In the last post I discussed a test case generating lot of child cursors. Today I wanted to show you, for the very same test case, that in 11.2 the parse time might increases linearly with the number of child cursors per parent cursor. This is the expected behavior. In fact, to check whether an already available child cursor can be reused, the list of child cursors must be scanned. And, in case no one of the already available child cursors is compatible, every entry needs to be probed.
Note that to generate the previous chart I simply run, in 11.2.0.2, the PL/SQL block of the previous post while SQL trace was enabled. Then I extracted from the trace file the elapsed time for every parse operation and loaded the values in Excel.
In 11.2.0.3, because of the artificial limitation of the number of child cursors per parent cursor, the parse time is almost constant. Notice, however, that in this case the number of child cursors is spread across a lot of parent cursors, not a single one as in 11.2.0.2.
Looks like there is an index missing on the column(s) that define if a child cursor can be reused (optimizer environment). But on the other hand, the high number of child cursors that would justify the index is the actual problem.
The graph is linear up to the certain number of children, It would be interesting to see what happens with higher child counts. From my personal experience I know that the parse time goes up in a non-linear way once there are a few hundred of children.

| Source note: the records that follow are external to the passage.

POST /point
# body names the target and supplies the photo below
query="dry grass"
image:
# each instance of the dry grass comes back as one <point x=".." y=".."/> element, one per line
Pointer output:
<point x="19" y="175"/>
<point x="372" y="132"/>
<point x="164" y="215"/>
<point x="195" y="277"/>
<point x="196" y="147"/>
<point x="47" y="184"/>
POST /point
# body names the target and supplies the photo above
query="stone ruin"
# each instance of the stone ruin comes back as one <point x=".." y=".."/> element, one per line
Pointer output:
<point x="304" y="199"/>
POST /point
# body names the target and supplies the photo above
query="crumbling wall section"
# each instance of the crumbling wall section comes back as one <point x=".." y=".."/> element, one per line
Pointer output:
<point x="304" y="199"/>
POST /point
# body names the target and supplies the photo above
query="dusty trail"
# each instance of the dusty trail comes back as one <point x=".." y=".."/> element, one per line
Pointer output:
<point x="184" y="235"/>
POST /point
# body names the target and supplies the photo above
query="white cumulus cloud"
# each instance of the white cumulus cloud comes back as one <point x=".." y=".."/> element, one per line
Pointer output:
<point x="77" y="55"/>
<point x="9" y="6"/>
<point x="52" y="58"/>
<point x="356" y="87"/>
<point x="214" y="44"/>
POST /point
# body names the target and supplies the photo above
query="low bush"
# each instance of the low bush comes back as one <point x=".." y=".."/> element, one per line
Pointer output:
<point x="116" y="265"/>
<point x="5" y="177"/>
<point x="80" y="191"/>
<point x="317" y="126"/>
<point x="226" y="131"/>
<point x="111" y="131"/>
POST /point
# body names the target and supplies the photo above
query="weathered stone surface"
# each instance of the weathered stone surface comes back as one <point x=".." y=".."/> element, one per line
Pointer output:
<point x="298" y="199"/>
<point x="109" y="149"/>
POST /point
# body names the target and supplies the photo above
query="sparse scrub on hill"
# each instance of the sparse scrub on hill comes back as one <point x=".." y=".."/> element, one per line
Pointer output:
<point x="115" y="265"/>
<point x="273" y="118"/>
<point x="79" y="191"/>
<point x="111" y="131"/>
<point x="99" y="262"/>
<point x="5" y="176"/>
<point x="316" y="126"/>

I’ve noticed that in (very) busy systems bind aware cursors sometimes create children at a higher rate than Oracle is able to clean-up obsolete children of the same parent cursor (fi. when children are merged for reasons of adjacent selectivity ranges typically the oldest child becomes obsolete, but removing it in the library cache appears to happen with a certain delay).
The performance implications become noticeable for the applications around 500 children (depending on the processing resources of your system), On a medium-large platform it really starts affecting the overall performance of the database once you have a few 1000 of children, and eventually results in a complete hang or even crashes around 4000-5000 children. A full RAC database might survive because the Oracle RDBMS intervenes once a cursor has 8000 children (the value of the undocumented parameter _cursor_obsolete_threshold), but even on a full RAC cursors with a few 1000 children cause major performance problems.
I Guess that once the parse time becomes comparable with with the average time between requests for new children, there appears to be no way back unless you detect the upcoming disaster in time and purge the problematic cursor from the cache.
Notes:
1. I’m a consultant DBA specialized in performance tuning and troubleshooting. From the +/- 500 databases I’ve working with the last 10 years, I’ve seen the problem on 4 databases so far, so it certainly is not a frequent problem, but also not a rare one.
2. You might consider setting _cursor_obsolete_threshold value to a (much) lower value than the default. (Mike Dietrich recommends setting 1024 for all databases unless you’re creating 100s or 1000s of PDBs in the same container database). Personally I prefer the value 500, for almost all cases (most on premise databases have less than 10 PDBs).
3. Often bind selective cursors become bind aware in a unpredictable way, so in many (but not all) cases the NO_BIND_AWARE hint is a valid work-around (at least if you have access to the application code).